In this section, we present a brief explanation of our framework. Our aim is to improve the image representation. The rentability and efficiency of any CBIR system depends on the robustness of the image signature. Figure 2 presents our global framework. Our framework starts with parallel process: extraction visual features and extraction semantic information for both query and datasets. Then, we exploit the extracted information for two main uses: (i) Creation semantic signature (ii) Creation semantic histogram. To build a semantic signature, we incorporate the semantic information with the visual descriptors. Then, we check the resemblance between two images based on their semantic histograms and we compute the distance between the query and the selected candidates using L2 metric.

3.1 Semantic Signature

The most CBIR system describe the image as a vector of N unit. Bag of visual [8] words represent the image as a frequency histogram of vocabulary that are in the image. In deep learning, the image signature is a vector of N float extracted from the feature layer. In this work, we present a new idea to construct an image signature based on incorporation between semantic information and the visual features. We define the signature as a matrix of N * M float where the width N corresponds to the size of descriptor (SIFT 128) and the height M corresponds to the number of classes on which the network was trained. Figure 3 and algorithm 1 describes the different steps of our approach. The process of construction composed of three different steps: (i) Detection and extraction the visual features (ii) Extraction of semantic information (iii) Regrouping the keypoints by class label and computing their center. To compute the center of classes, for each class label on the image we select the set of keypoints that belongs and we apply for them the clustering algorithm (K-MEANS). Consequently, each class label will be presented by a vector of N float. Finally the image signature is composed of N center of clusters that represent the existing classes label in the image. It is not necessarily that the image contains all classes during the prediction. In this case, we assign a null vector for the missing classes.

3.2 Semantic Histogram

Except that the semantics provides us a class by label, we can also know the objects in the image and their proportion. We exploit this information to check the semantic similarity between the images. Then, we assume that if two images share the same classes label are then semantically similar otherwise the content of the images is different. Consequently, using the semantic information we can select the images which are similar in content with the query. In other side, we can neutral then penalize in the calculation step the dissimilar images with Sim ($I_{query}$,$I_{dataset}$) $\le \epsilon $. To deal with this problem, we proposed to construct for each image a semantic histogram. As shown in Fig. 4, we define the image as a vector of N unit contains the proportion of each class in the image. Then, we measure the semantic similarity between two images using equation (1).

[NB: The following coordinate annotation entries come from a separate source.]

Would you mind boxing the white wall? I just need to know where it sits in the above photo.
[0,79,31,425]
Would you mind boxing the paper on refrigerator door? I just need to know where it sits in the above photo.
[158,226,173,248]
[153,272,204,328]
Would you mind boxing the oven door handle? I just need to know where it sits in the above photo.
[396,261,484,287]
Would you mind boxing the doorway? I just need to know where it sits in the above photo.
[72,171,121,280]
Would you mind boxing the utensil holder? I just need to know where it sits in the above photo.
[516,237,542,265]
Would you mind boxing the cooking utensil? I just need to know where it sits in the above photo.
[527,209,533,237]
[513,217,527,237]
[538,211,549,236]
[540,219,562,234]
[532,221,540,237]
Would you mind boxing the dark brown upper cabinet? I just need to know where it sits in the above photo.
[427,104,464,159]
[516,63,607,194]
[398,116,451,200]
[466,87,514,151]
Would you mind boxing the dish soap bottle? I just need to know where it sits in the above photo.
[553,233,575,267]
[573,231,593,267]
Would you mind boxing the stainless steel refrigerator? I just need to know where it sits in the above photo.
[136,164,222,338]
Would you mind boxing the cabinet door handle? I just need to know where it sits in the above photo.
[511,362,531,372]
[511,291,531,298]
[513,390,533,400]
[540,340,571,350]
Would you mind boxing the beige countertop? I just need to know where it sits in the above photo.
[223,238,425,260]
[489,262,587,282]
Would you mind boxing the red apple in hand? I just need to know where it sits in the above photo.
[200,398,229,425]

$$\begin{aligned} Sim(query,candidate)=\sum _{i=0}^n| P_{query_i} - P_{dataset_i}| \end{aligned}$$

(1)

where P are the the proportion of a class in the image.

The main advantage of the checking phase is makes us able to increase the CBIR accuracy by keeping only the images that have the same semantic content with the query and to penalize the rest that consider semantically different (Fig. 5).

4 Experimental Results

4.1 Benchmark Datasets for Retrieval.

Table 1. Database used to evaluate of approach

Full size table

In this section, we present the potential of our approach on four different datasets (Table 1). Our goal is to increase the CBIR accuracy and reduce the execution time. To evaluate our proposition, we test on the following datasets:

MSRC v1^{Footnote 1} (Microsoft Research in Cambridge) which has been proposed by Microsoft Research team. MSRC v1 contains 241 images divided into 9 categories. The evaluation on MSRC v1 is based on MAP score (mean average precision)
MSRC v2^{Footnote 2} (Microsoft Research in Cambridge) contains 591 images included MSRC v1 dataset and divided into 23 categories. The evaluation on MSRC v2 is based on MAP score (mean average precision)
Corel 1000 [27] or Wang is a dataset of 1000 images divided into 10 categories and each category contains 100 image. The evaluation computed by the average precision of the first 100 nearest neighbors among 1000.
Linnaeus [6] is a collection of 8000 images of 4 categories (berry, bird, dog, flower). The evaluation on Linnaeus is based on MAP score (mean average precision).

4.2 Performance Metrics

In content based image retrieval (CBIR) the most used evaluate measures is the precision. The precision P is the number of relevant images found compared to the total number of images proposed for a given query.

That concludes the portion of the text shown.